A quote from Horace, Giles thought bitterly. How apt.

A wind that did not originate with the open window blew sharply through the room, and Giles waited, expecting his stepfather to make further comment.

"I am not as I was?" he wondered. What did the old man mean by that?

And then it struck him--the tapping of the casements, the gusting of the wind. When he turned around again, Giles knew, Horace Stanley would be gone. The ghosts stared at him, half-accusingly, and the murmur of half-heard voices increased almost to a babble.

Giles shut his eyes tight, saying to himself, over and over, I don't care. I don't care. The exact words he'd repeated, again and again, sitting high off the ground in the cleft of Clarice's tree, hands clenched about the cluster of little treasures she'd once hidden in a disused squirrel-hole, her talismans against evil. He wished that Clarice would appear to him now, and tell him what he ought to do--except that he knew what he ought to do. What he had to do.

He'd promised to make Horace Stanley burn.

Giles turned at last, walking to the window. It let out onto a sort of sub-roof, which was flattish, in an uneven way. He could see Mr. Stanley clearly, a hulking darkness against the indigo sky. The moon, waxing gibbous, threw down a hard light, outlining his stepfather's body in intermittent silver as stormclouds scudded across the lunar brightness.

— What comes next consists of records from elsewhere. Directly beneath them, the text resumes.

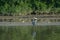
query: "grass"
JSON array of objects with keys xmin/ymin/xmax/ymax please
[{"xmin": 0, "ymin": 26, "xmax": 60, "ymax": 40}]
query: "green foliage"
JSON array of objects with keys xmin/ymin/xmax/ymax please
[
  {"xmin": 0, "ymin": 0, "xmax": 60, "ymax": 14},
  {"xmin": 0, "ymin": 26, "xmax": 60, "ymax": 40}
]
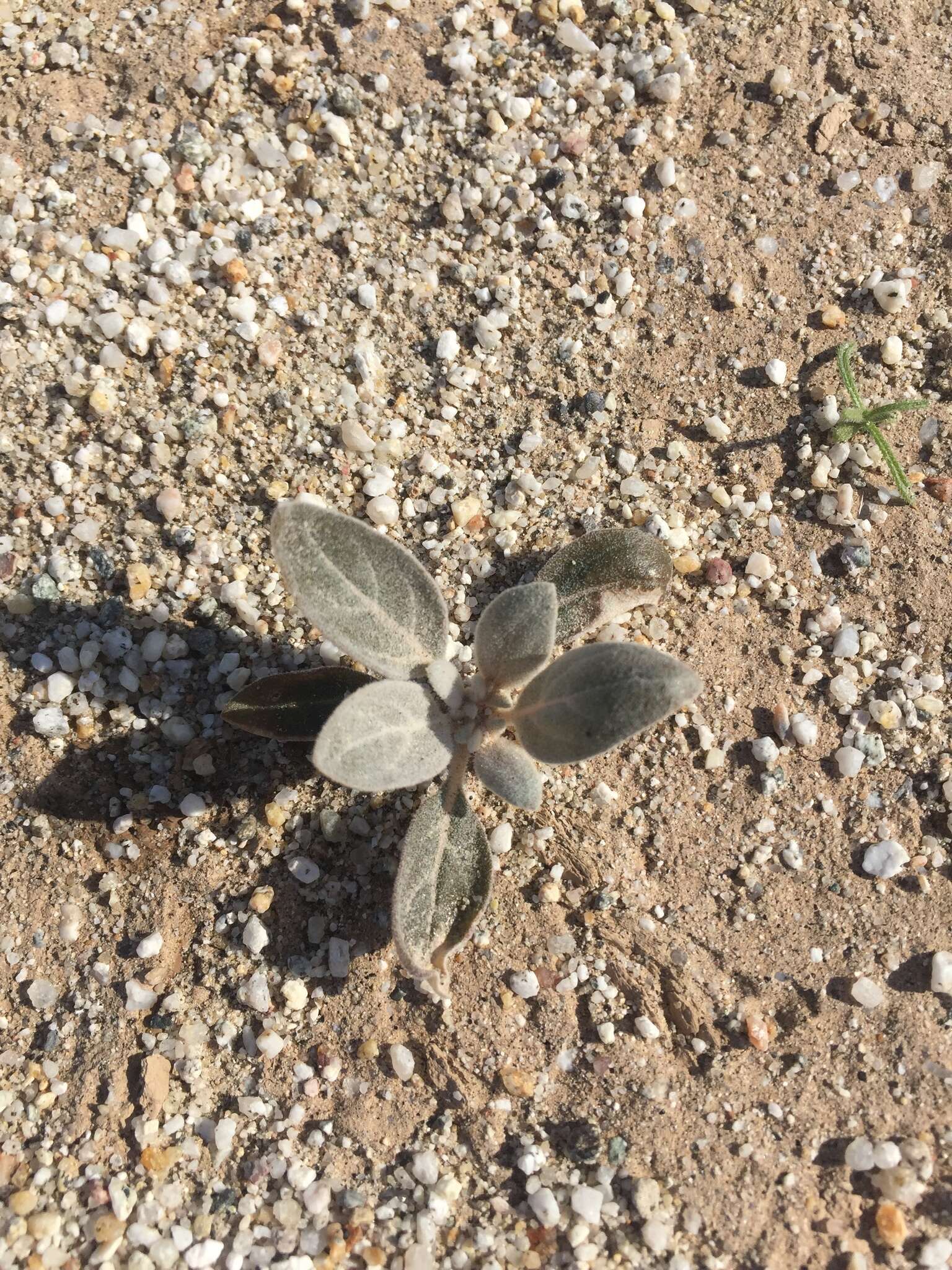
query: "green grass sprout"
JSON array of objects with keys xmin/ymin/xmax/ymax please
[{"xmin": 830, "ymin": 339, "xmax": 929, "ymax": 507}]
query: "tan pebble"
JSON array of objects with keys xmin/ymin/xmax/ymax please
[
  {"xmin": 89, "ymin": 388, "xmax": 115, "ymax": 419},
  {"xmin": 451, "ymin": 494, "xmax": 480, "ymax": 530},
  {"xmin": 258, "ymin": 335, "xmax": 281, "ymax": 366},
  {"xmin": 93, "ymin": 1213, "xmax": 126, "ymax": 1243},
  {"xmin": 142, "ymin": 1054, "xmax": 171, "ymax": 1119},
  {"xmin": 746, "ymin": 1013, "xmax": 777, "ymax": 1050},
  {"xmin": 268, "ymin": 74, "xmax": 297, "ymax": 102},
  {"xmin": 6, "ymin": 1190, "xmax": 37, "ymax": 1217},
  {"xmin": 674, "ymin": 551, "xmax": 700, "ymax": 574},
  {"xmin": 264, "ymin": 802, "xmax": 288, "ymax": 829},
  {"xmin": 820, "ymin": 305, "xmax": 847, "ymax": 330},
  {"xmin": 499, "ymin": 1063, "xmax": 536, "ymax": 1099},
  {"xmin": 126, "ymin": 564, "xmax": 152, "ymax": 600},
  {"xmin": 876, "ymin": 1200, "xmax": 909, "ymax": 1248},
  {"xmin": 247, "ymin": 887, "xmax": 274, "ymax": 913},
  {"xmin": 222, "ymin": 257, "xmax": 247, "ymax": 287},
  {"xmin": 139, "ymin": 1147, "xmax": 182, "ymax": 1173}
]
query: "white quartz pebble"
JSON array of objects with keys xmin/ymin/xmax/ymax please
[
  {"xmin": 390, "ymin": 1046, "xmax": 414, "ymax": 1081},
  {"xmin": 863, "ymin": 838, "xmax": 909, "ymax": 877},
  {"xmin": 764, "ymin": 357, "xmax": 787, "ymax": 386},
  {"xmin": 849, "ymin": 974, "xmax": 883, "ymax": 1010},
  {"xmin": 509, "ymin": 970, "xmax": 538, "ymax": 1001}
]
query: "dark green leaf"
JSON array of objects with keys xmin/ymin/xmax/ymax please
[
  {"xmin": 394, "ymin": 788, "xmax": 493, "ymax": 995},
  {"xmin": 221, "ymin": 665, "xmax": 373, "ymax": 740},
  {"xmin": 837, "ymin": 339, "xmax": 866, "ymax": 411},
  {"xmin": 508, "ymin": 644, "xmax": 702, "ymax": 763},
  {"xmin": 539, "ymin": 528, "xmax": 671, "ymax": 644}
]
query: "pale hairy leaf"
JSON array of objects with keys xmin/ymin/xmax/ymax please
[
  {"xmin": 221, "ymin": 665, "xmax": 373, "ymax": 740},
  {"xmin": 311, "ymin": 680, "xmax": 453, "ymax": 794},
  {"xmin": 510, "ymin": 644, "xmax": 702, "ymax": 763},
  {"xmin": 539, "ymin": 528, "xmax": 671, "ymax": 644},
  {"xmin": 475, "ymin": 582, "xmax": 558, "ymax": 688},
  {"xmin": 472, "ymin": 737, "xmax": 542, "ymax": 812},
  {"xmin": 271, "ymin": 495, "xmax": 449, "ymax": 680},
  {"xmin": 394, "ymin": 788, "xmax": 493, "ymax": 993}
]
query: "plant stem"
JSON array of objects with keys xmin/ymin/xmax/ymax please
[{"xmin": 442, "ymin": 745, "xmax": 471, "ymax": 815}]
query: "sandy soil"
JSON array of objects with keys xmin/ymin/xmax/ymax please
[{"xmin": 0, "ymin": 0, "xmax": 952, "ymax": 1270}]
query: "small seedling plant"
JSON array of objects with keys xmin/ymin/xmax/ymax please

"You might as well come inside, old man," Giles said. "We both know you haven't either the bollocks to jump from there, or the conscience to feel truly sorry for what you've brought to pass."

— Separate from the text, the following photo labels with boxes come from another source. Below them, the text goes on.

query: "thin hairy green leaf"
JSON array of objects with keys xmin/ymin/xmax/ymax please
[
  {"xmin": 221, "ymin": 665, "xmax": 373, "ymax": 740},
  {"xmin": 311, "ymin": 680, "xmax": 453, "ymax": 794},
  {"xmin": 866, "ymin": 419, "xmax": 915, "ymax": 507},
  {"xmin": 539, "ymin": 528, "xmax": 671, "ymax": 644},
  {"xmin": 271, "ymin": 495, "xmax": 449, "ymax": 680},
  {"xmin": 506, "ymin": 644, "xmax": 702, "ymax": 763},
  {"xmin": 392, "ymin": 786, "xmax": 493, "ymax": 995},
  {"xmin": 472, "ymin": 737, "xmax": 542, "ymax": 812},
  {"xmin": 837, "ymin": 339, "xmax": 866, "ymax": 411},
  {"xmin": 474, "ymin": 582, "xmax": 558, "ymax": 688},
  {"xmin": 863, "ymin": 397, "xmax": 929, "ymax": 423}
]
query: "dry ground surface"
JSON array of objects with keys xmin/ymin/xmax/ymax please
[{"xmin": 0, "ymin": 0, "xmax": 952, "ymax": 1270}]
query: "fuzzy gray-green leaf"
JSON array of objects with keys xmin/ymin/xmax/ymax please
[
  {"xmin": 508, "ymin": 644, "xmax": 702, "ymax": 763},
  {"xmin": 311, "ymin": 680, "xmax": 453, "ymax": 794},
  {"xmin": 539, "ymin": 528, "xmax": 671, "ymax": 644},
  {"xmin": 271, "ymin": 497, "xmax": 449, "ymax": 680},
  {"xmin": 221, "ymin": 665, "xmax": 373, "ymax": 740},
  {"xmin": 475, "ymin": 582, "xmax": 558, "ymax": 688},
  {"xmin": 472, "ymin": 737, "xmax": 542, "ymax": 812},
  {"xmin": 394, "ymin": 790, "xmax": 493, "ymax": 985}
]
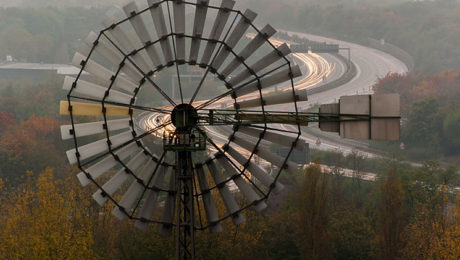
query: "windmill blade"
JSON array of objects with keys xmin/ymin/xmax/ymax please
[
  {"xmin": 234, "ymin": 89, "xmax": 308, "ymax": 109},
  {"xmin": 228, "ymin": 44, "xmax": 291, "ymax": 86},
  {"xmin": 76, "ymin": 33, "xmax": 144, "ymax": 83},
  {"xmin": 61, "ymin": 118, "xmax": 130, "ymax": 140},
  {"xmin": 112, "ymin": 160, "xmax": 157, "ymax": 220},
  {"xmin": 173, "ymin": 0, "xmax": 185, "ymax": 63},
  {"xmin": 62, "ymin": 76, "xmax": 132, "ymax": 104},
  {"xmin": 207, "ymin": 160, "xmax": 246, "ymax": 225},
  {"xmin": 189, "ymin": 0, "xmax": 209, "ymax": 65},
  {"xmin": 200, "ymin": 0, "xmax": 235, "ymax": 66},
  {"xmin": 59, "ymin": 100, "xmax": 130, "ymax": 116},
  {"xmin": 77, "ymin": 143, "xmax": 142, "ymax": 186},
  {"xmin": 227, "ymin": 146, "xmax": 284, "ymax": 193},
  {"xmin": 147, "ymin": 0, "xmax": 174, "ymax": 66},
  {"xmin": 216, "ymin": 156, "xmax": 267, "ymax": 212},
  {"xmin": 233, "ymin": 65, "xmax": 302, "ymax": 97},
  {"xmin": 195, "ymin": 165, "xmax": 222, "ymax": 233},
  {"xmin": 238, "ymin": 126, "xmax": 305, "ymax": 151},
  {"xmin": 123, "ymin": 2, "xmax": 162, "ymax": 68},
  {"xmin": 134, "ymin": 167, "xmax": 171, "ymax": 230},
  {"xmin": 93, "ymin": 151, "xmax": 151, "ymax": 206},
  {"xmin": 211, "ymin": 9, "xmax": 257, "ymax": 71},
  {"xmin": 232, "ymin": 133, "xmax": 297, "ymax": 174},
  {"xmin": 159, "ymin": 171, "xmax": 175, "ymax": 236},
  {"xmin": 66, "ymin": 131, "xmax": 133, "ymax": 164},
  {"xmin": 102, "ymin": 8, "xmax": 153, "ymax": 72},
  {"xmin": 220, "ymin": 25, "xmax": 276, "ymax": 78},
  {"xmin": 72, "ymin": 52, "xmax": 137, "ymax": 93}
]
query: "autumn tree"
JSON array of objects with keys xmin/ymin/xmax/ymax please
[
  {"xmin": 0, "ymin": 168, "xmax": 95, "ymax": 259},
  {"xmin": 402, "ymin": 190, "xmax": 460, "ymax": 259}
]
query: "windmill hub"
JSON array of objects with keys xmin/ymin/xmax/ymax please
[{"xmin": 171, "ymin": 104, "xmax": 198, "ymax": 131}]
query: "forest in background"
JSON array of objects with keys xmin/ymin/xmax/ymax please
[{"xmin": 0, "ymin": 0, "xmax": 460, "ymax": 259}]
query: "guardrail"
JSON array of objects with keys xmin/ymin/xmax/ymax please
[
  {"xmin": 307, "ymin": 54, "xmax": 357, "ymax": 95},
  {"xmin": 368, "ymin": 38, "xmax": 415, "ymax": 73}
]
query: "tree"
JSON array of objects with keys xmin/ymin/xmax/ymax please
[
  {"xmin": 443, "ymin": 110, "xmax": 460, "ymax": 154},
  {"xmin": 376, "ymin": 168, "xmax": 405, "ymax": 259},
  {"xmin": 0, "ymin": 168, "xmax": 96, "ymax": 259},
  {"xmin": 297, "ymin": 164, "xmax": 331, "ymax": 259},
  {"xmin": 0, "ymin": 111, "xmax": 16, "ymax": 134},
  {"xmin": 402, "ymin": 193, "xmax": 460, "ymax": 259}
]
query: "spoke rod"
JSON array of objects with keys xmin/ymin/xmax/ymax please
[{"xmin": 70, "ymin": 96, "xmax": 171, "ymax": 115}]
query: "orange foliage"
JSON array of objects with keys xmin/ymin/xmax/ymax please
[{"xmin": 0, "ymin": 111, "xmax": 16, "ymax": 132}]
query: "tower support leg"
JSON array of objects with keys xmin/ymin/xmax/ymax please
[{"xmin": 176, "ymin": 151, "xmax": 195, "ymax": 260}]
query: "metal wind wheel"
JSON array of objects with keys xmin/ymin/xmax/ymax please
[{"xmin": 61, "ymin": 0, "xmax": 307, "ymax": 257}]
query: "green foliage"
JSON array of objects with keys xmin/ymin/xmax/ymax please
[{"xmin": 443, "ymin": 110, "xmax": 460, "ymax": 154}]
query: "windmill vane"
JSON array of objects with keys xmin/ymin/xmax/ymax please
[{"xmin": 60, "ymin": 0, "xmax": 399, "ymax": 259}]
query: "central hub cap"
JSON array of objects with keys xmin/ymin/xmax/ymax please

Horace Stanley turned to look at him, a great blankness in the night. He seemed, for once, at a lost for words.

"Come in or not, it's your choice," Giles told him. "I haven't the time to waste on you."

He thought--rather incongruously, given the circumstances--of a film his young friends had watched during his convalescence. There had been a young girl trying to find her way through a maze like something out of Lewis Carroll, and she'd been vexed at every turn by the Goblin King, played convincingly by one of his secret favourites, David Bowie. At the end, the girl had won her freedom by speaking the words he spoke now, "You have no power over me."

"You have no power over me." Even as he said it, Giles knew the sentence to be true: for the first time in thirty-five years, he felt entirely free. Free of destiny and duty. Free of the Watchers. Free from this evil old man. Any act he performed now, he performed by choice.

The two men stared at one another through the dark, and Giles wondered what Horace Stanley saw in his face. The old man took a step backward, then another, whilst Giles watched with nothing beyond curiosity.

"On your head be it," Horace Stanley said, but if he meant the words as a curse, that curse had no power.

The babble in the air became clear, a concise sequence of words, readily understandable. Giles shut his eyes yet again, listening, remembering. The LeFayes may have imprisoned, and nearly brought about his death, but in this Giles felt he owed them a debt. He ought to have acted before things came to this pass. He ought to have acted back in the forest, or in the dreadful, haunted tower-block in Whitechapel.

Giles called on the powers of earth and water, fire and air. The stormclouds thickened, bringing utter darkness, and then the sky flashed violet, flashed indigo. Rain fell in sheets, and even the air from outdoors bore the sharp, coppery, electrical smell of blood.

He spoke the spell, word for word, and the clouds spat fire.

Giles turned back into the room. He told himself he never heard the screaming, that he could not detect the hot glow of the flames, red and orange, yellow and green, behind him. He told himself that he wasn't glad to have it ended, though he knew that was a lie.

One by one, the ghosts winked out around him.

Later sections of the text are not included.